Here is a two year old ratings story by the Tulsa World...
NBC may be tanking in the network rankings, but it was a very good November sweeps for its Tulsa affiliate, KJRH, channel 2. Although the station lost about 8 percent of its viewership at 10 p.m. weeknights because of a poor lead-in by "The Jay Leno Show," General Manager Mike Vrabac said, its newscasts in all other news time slots showed gains.
November 2009 marked the first major sweeps ratings period since the mandated changeover to digital signals last June and NBC's introduction of a talk show to its prime-time lineup.

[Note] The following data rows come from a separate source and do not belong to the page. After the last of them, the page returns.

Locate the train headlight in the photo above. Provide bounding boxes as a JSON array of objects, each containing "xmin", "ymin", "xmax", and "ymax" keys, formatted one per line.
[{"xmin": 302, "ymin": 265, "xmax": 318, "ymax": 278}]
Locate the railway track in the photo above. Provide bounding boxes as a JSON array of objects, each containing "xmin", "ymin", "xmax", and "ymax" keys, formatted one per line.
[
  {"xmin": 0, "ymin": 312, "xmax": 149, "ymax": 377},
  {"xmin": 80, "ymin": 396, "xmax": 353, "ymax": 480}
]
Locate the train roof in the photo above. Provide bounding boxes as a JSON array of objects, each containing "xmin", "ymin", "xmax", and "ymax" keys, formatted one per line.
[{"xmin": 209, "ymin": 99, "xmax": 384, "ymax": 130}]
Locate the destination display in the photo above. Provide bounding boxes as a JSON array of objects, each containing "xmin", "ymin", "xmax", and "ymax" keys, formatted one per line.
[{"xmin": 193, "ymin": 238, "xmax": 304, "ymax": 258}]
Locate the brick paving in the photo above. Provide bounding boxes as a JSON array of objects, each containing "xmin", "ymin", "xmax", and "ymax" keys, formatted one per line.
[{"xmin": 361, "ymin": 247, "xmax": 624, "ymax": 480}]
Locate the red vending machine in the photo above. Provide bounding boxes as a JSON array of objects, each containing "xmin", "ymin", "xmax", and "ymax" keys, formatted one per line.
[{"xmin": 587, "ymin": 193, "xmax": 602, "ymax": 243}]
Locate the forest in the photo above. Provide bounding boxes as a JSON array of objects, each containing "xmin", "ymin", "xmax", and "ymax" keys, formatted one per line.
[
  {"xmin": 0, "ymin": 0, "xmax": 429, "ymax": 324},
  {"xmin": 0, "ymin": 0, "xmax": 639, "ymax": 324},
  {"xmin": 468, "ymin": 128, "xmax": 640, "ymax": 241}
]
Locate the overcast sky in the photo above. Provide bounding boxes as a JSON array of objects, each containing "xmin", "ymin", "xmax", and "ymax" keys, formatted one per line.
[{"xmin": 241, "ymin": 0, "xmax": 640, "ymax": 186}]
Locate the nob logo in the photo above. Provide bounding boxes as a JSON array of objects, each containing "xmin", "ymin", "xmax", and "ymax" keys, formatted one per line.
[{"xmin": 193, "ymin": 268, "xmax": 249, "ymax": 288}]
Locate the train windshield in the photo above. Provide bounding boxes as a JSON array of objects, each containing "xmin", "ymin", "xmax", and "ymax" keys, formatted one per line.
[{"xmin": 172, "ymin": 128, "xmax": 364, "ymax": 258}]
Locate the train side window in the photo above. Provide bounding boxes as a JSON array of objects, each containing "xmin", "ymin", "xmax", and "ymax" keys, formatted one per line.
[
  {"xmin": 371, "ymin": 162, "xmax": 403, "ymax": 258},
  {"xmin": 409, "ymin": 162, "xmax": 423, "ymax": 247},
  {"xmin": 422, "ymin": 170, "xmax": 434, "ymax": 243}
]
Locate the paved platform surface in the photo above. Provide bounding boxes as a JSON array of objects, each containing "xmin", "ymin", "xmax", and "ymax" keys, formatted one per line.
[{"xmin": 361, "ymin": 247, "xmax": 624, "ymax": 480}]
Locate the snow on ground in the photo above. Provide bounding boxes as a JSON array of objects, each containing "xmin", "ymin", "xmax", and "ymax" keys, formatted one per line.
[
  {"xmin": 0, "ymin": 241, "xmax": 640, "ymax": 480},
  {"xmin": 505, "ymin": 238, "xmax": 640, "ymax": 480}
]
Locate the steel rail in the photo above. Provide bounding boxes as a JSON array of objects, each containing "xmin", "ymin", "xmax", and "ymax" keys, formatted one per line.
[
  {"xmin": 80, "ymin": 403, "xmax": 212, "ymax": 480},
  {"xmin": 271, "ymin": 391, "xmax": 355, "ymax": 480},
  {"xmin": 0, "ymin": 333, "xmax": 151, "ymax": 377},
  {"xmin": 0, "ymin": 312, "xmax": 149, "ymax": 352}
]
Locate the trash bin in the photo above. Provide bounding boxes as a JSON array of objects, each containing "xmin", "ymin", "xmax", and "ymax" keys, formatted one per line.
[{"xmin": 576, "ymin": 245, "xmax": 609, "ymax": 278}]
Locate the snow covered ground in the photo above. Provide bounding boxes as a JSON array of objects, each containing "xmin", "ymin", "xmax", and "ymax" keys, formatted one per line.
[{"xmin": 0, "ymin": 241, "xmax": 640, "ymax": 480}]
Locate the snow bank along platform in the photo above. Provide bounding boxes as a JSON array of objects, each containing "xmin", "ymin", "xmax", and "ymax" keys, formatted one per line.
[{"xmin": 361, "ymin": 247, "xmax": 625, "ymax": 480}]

KOTV, Tulsa's CBS-affiliated channel 6, continues to be the first choice among viewers in the weekday morning, midday, afternoon and prime news slots. But the story here is the increase in viewership for KJRH and its move ahead of ABC-affiliated KTUL, channel 8, in most local news time slots.
In the ratings race, comparing November 2008 with November 2009, KJRH saw its ratings in the 5-6 a.m. weekday time slot increase from a 2 rating and an 8 share to a 2 rating and a 10 share, or 2/10. In the 6-7 a.m. and 11 a.m. slots, its rating rose.
In morning news, KOTV was again the first choice, the same as in November 2008. KJRH's numbers rose — 3/9 to 5/15 — and KTUL's were unchanged (4/13).
At noon, viewers again chose KOTV, with KJRH second. KTUL, which airs the daytime drama "All My Children," tied for third with KOKI, channel 23, a Fox affiliate, in the time period.
Nielsen TV ratings were drawn from 1,027 diaries kept by viewers in the 22-county designated marketing area. The numbers refer to five-day averages of total households gathered by Nielsen Media Research. In November 2009, one ratings point represented an estimated 9,930 viewers ages 18 and older in the marketing area. The share is the percentage of the population viewing television at a particular time.
Four network affiliates compete with newscasts at 5 p.m., 6 p.m. and 10 p.m. weeknights.
KOTV finished first (8/14), KJRH was second in the time slot (7/12), and KTUL was third (4/8).
The available audience greatly increases at 6 p.m. weeknights. More turned to KOTV, with KJRH second and KTUL third.
The ratings at 9 p.m. weeknights tell the story of broadcast network TV in the last sweeps ratings period.
CBS (channel 6) came out on top again, and ABC (channel
second. Local news on Fox (channel 23) beat out NBC (channel 2). Finishing last in the time slot was NBC's "The Jay Leno Show," which earned a 4/5.5 compared with the 6 rating and an 8 share earned by "ER" — deemed low-rated — the previous year.
Media Life magazine reported that viewership of broadcast network programming was down, with the exception of Fox, which won its first-ever November sweeps, increasing 17 percent over last year. ABC was second in the ratings race, off 11 percent. CBS finished third, down 12 percent, and NBC was a distant fourth, dropping 16 percent.
National ratings numbers were drawn from Nielsen data and include live-plus-seven-day DVR viewership. Stations and networks use viewership data to set advertising rates.